README DiG 1.0
Last edited: April 6, 2009
Applies to Disease Groups (DiG) release: 1.0
Release date: April 6, 2009
Download location: currently not available for download. Contact ian.donaldson@biotek.uio.no
Authors: Katerina Michalickova and Ian Donaldson
Database: DiG (http://donaldson.uio.no/wiki/DiG:_Disease_groups)
Organization: Biotechnology Centre of Oslo, University of Oslo (http://www.biotek.uio.no/)
Contents
Description
This file describes the contents of the tab-delimited format of the Disease Groups list.

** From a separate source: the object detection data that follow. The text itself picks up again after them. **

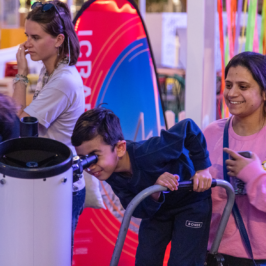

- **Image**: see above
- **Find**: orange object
[5,61,18,77]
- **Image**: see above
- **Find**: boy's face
[75,136,124,181]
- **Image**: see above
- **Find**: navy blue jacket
[106,119,211,220]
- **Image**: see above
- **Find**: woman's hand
[16,42,29,76]
[155,172,179,191]
[191,168,212,192]
[224,148,261,176]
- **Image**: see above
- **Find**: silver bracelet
[13,74,29,87]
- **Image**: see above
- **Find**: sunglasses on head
[31,2,65,28]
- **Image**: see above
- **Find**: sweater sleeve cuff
[193,158,212,171]
[237,161,265,183]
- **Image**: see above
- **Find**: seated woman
[204,52,266,266]
[0,93,19,142]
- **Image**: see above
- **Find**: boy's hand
[191,168,212,192]
[155,172,179,191]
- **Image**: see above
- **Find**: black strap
[223,117,256,265]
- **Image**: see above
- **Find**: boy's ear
[116,140,127,157]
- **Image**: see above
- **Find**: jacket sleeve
[111,185,165,219]
[135,119,211,171]
[237,161,266,212]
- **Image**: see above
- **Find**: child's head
[71,107,126,180]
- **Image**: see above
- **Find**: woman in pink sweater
[204,52,266,266]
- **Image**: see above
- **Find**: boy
[71,107,211,266]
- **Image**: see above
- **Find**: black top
[0,116,20,143]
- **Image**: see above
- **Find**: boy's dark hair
[225,52,266,92]
[26,0,80,66]
[71,107,124,150]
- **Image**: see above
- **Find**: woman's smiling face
[224,65,265,117]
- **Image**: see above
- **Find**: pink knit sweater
[204,119,266,259]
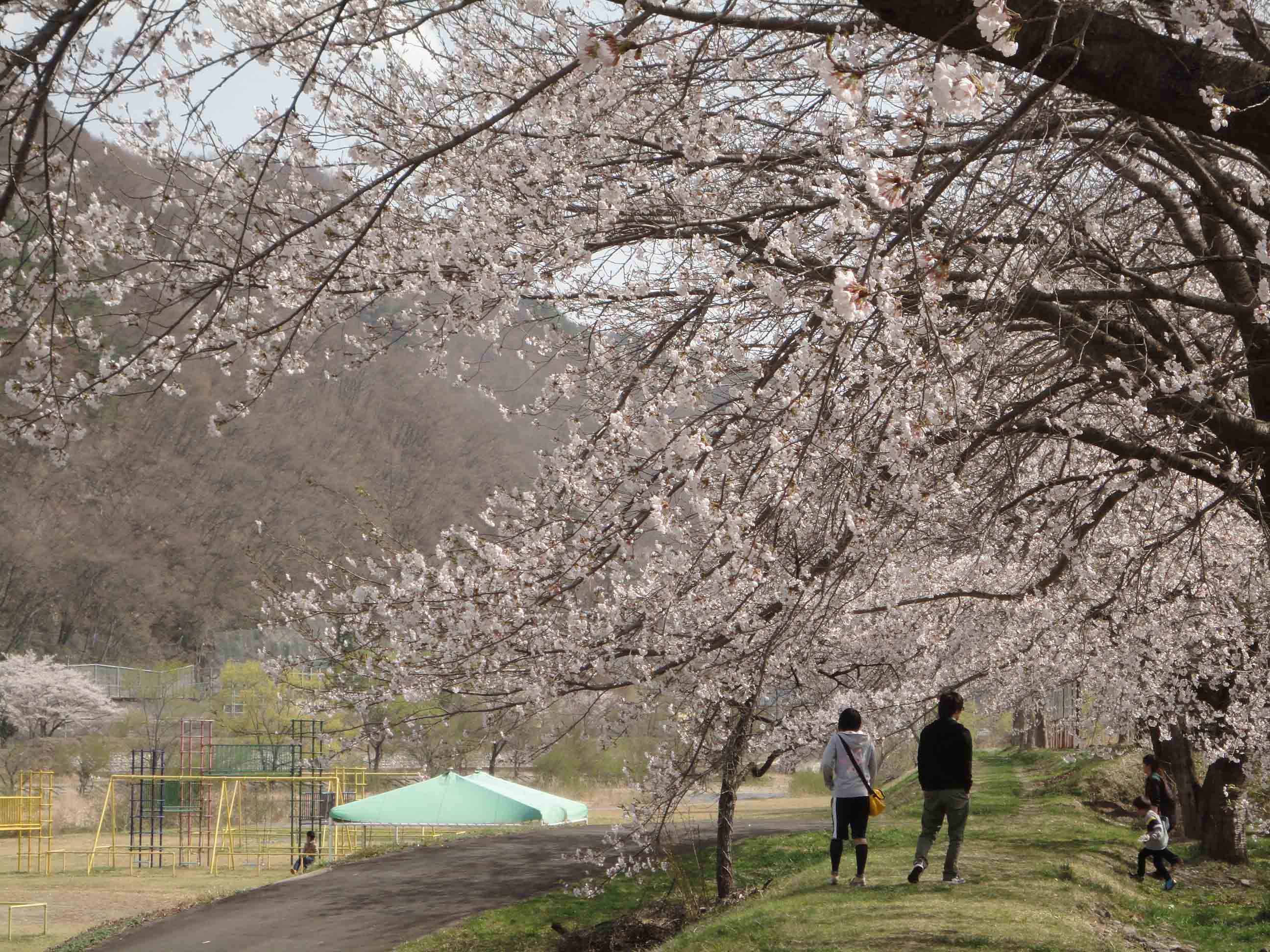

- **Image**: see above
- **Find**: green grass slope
[399,751,1270,952]
[661,754,1270,952]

Details on the build process are available from http://donaldson.uio.no/wiki/DiG:_Disease_groups
Contact ian.donaldson at biotek.uio.no if you are interested in using DiG.
Directory contents
README | pointer to this file at http://donaldson.uio.no/wiki/README_DiG_1.0 |
diseasegroups.mmddyyyytxt.zip | the DiG list |
DiG data consists of one tab-delimited text file with the name diseasegroups.mmddyyyy.txt.zip where mmddyyyy represents the file's creation date.
Changes from last version
Not applicable
Source data used for this build | http://donaldson.uio.no/wiki/Sources_DiG_1.0 |
Statistics for this release | Not available |
Known Issues
None. First release.
Understanding the DiG format
License
Copyright © 2008, 2009 Ian Donaldson
Citation
DiG is not yet published.
Disclaimer
Data is distributed in the hope that it will be useful, but WITHOUT ANY WARRANTY; without even the implied warranty of MERCHANTABILITY or FITNESS FOR A PARTICULAR PURPOSE.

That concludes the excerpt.